9. Non-state actors who wanted to "cause an international scandal" did it.
Lieutenant General William Rooda, a retired Soviet intelligence agent, told Sputnik Skripal was "obviously" carried out by non-state actors who wanted to stir up an international scandal.
Paraphrasing Rooda, Sputnik reported that the former Soviet spy said the perpetrators' "aim was not to murder him but to cause an international scandal."
Rooda also claimed that Skripal, who was pardoned and sent to the UK in 2010, didn't pose a threat to Moscow and therefore couldn't have been poisoned by the Russian state.
Besides, Rooda claimed, Russian military intelligence never used poison or other toxic substances to kill its enemies.
10. The US could be involved because it previously accessed an Uzbek research site that made Novichok.
Both RT and Sputnik suggested that the US might have been behind the poisoning because it had could have had access to the chemical plants that produced Novichok.
While neither outlet accused the US outright, both wrote articles heavily implying that the US could possess the knowledge and materials for Novichok.
Both cited a 1999 article from The New York Times, which reported that the US had been given access to a research site that made the nerve agent.
Markov, the Institute of Political Studies director, was less subtle.
"Novichok had been produced in Uzbekistan in the Soviet times and after the fall of the Soviet Union, as we know, the American intelligence services had access to this factory.

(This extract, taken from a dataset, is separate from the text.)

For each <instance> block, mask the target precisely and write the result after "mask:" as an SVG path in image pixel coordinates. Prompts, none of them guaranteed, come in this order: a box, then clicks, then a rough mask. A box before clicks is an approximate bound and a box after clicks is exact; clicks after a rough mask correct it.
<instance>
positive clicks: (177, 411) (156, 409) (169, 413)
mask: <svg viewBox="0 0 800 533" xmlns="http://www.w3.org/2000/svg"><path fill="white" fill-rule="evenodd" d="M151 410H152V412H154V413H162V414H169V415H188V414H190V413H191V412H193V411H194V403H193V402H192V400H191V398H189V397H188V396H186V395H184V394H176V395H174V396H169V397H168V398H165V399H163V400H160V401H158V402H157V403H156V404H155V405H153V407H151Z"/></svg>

"The American and British intelligence services have a very strong cooperation with each other, and I am sure 100% that the British got this Novichok nerve agent from them for this provocation."
11. The UK and US made their own version of Novichok, which could have been used in the poisoning.
This theory was put forward by Alexander Shulgin, the Russian envoy to the Organization for the Prohibition of Chemical Weapons.
State-backed Sputnik news agency cited him as saying: "It is entirely possible that this substance could have been used from their arsenals, from their stocks.
"My guess is this, Britain cannot provide us with the real evidence and confirmation of those claims that are put forward to us."
12. In fact, anyone could have created Novichok because the chemical formula is published in a book.
Vil Mirzayanov, a scientist who helped the Soviet Union develop Novichok during the Cold War, has said that anyone — including Britain — could have created its own version of Novichok because he published the chemical formula in his book.
Mirzayanov told Voice of America on Thursday: "The British could easily have synthesized it on the basis of the formulas that I published in my book. […]
"Each country takes care of its own security, and as part of the study of possible threats, a model could have been created."
Russia's embassy in London also tweeted a link to Mirzayanov's interview.
Pro-Russian outlets, such as the state-backed RT TV network, quickly used Mirzayanov's statement to suggest that other state and non-state actors could have been behind the poisoning.